I'll be buying the film, seeing there will be no screenings around here. Here is an excerpt I got in my email;
In a society barraged with advertisements to buy, buy, buy, and media headlines that growth is good, all you need is growth, growth makes the world go ‘round, how is the message of sustainable consumption to get through? Dave Gardner decided that one way is to fight media with media (albeit small media) and he wrote and directed the just-released film Growthbusters: Hooked on Growth. To counteract the perception (and probably the reality) that sustainability advocates are a gloomy bunch, he uses humor, depicting himself as a prototypical “growthbuster,” barging into government planning meetings wielding his “growthbuster” ray gun and questioning basic assumptions. The humor comes through the contrast between his low-key, deadpan delivery—a Woody Allen-ish character, the little guy remarking that the emperor has no clothes—and the grandiose ambitions of halting the labyrinthian spread of roads and construction ever deeper into what’s left of nature.

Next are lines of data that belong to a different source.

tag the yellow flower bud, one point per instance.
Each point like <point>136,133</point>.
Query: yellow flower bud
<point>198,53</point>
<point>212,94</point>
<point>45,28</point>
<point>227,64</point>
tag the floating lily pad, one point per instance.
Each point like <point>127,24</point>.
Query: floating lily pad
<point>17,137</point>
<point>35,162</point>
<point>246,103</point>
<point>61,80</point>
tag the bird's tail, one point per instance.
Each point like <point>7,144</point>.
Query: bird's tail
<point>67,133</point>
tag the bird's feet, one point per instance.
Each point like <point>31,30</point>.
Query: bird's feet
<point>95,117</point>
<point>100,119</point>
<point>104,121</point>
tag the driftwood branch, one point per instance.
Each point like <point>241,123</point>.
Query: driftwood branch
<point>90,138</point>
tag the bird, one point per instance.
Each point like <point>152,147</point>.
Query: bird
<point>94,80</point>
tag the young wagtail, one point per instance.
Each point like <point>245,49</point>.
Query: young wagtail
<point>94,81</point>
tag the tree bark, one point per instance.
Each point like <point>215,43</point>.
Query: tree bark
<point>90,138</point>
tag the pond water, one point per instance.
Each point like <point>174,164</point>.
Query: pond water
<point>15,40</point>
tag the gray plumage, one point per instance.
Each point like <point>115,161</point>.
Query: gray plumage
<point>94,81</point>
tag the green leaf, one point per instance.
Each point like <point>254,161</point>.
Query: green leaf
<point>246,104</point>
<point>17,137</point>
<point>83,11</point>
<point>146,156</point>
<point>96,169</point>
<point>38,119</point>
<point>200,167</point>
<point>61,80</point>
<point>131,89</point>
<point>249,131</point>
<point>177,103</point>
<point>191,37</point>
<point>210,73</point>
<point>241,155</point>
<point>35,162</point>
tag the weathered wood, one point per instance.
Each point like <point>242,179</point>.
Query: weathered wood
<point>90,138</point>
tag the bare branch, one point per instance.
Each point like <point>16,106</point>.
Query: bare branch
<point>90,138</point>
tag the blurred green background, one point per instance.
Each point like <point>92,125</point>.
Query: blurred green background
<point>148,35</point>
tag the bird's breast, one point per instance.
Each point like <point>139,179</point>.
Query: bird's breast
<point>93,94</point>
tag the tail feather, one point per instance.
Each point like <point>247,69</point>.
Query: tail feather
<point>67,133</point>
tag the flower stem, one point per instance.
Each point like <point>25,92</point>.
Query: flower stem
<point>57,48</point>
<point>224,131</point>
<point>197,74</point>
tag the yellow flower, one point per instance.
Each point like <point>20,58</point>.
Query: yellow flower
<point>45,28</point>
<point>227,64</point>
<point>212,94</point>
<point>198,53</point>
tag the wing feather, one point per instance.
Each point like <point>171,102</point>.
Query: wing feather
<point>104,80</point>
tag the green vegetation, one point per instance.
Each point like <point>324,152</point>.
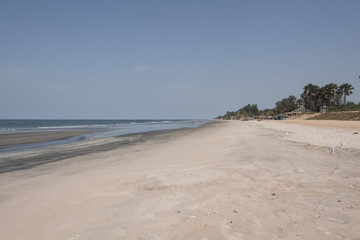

As a long-time crusader against development in Colorado Springs, Colorado, Gardner has earned the growthbuster moniker. His efforts culminated in a 2009 challenge to a powerful city council member, and the story of that race acts as a narrative framing device to keep viewers interested. Growthbusters also includes fast-paced juxtapositions of roads and construction with the remnants of nature (including a brief shot of the prototypical dead animal on a highway) and a flurry of headlines celebrating the need for such growth (that many of these are computer-screen shots gives away the film’s low budget—perhaps its growth-busting budget?). At its heart, though, the film is a traditional documentary, featuring interviews with key thinkers on sustainable consumption: Bill McKibben, Juliet Schor, Paul Ehrlich, and Dennis Meadows, among others. They systematically lay out the dilemma created by humanity’s burgeoning consumption habits in conjunction with population growth, by the growing stress on water, energy, and other resources.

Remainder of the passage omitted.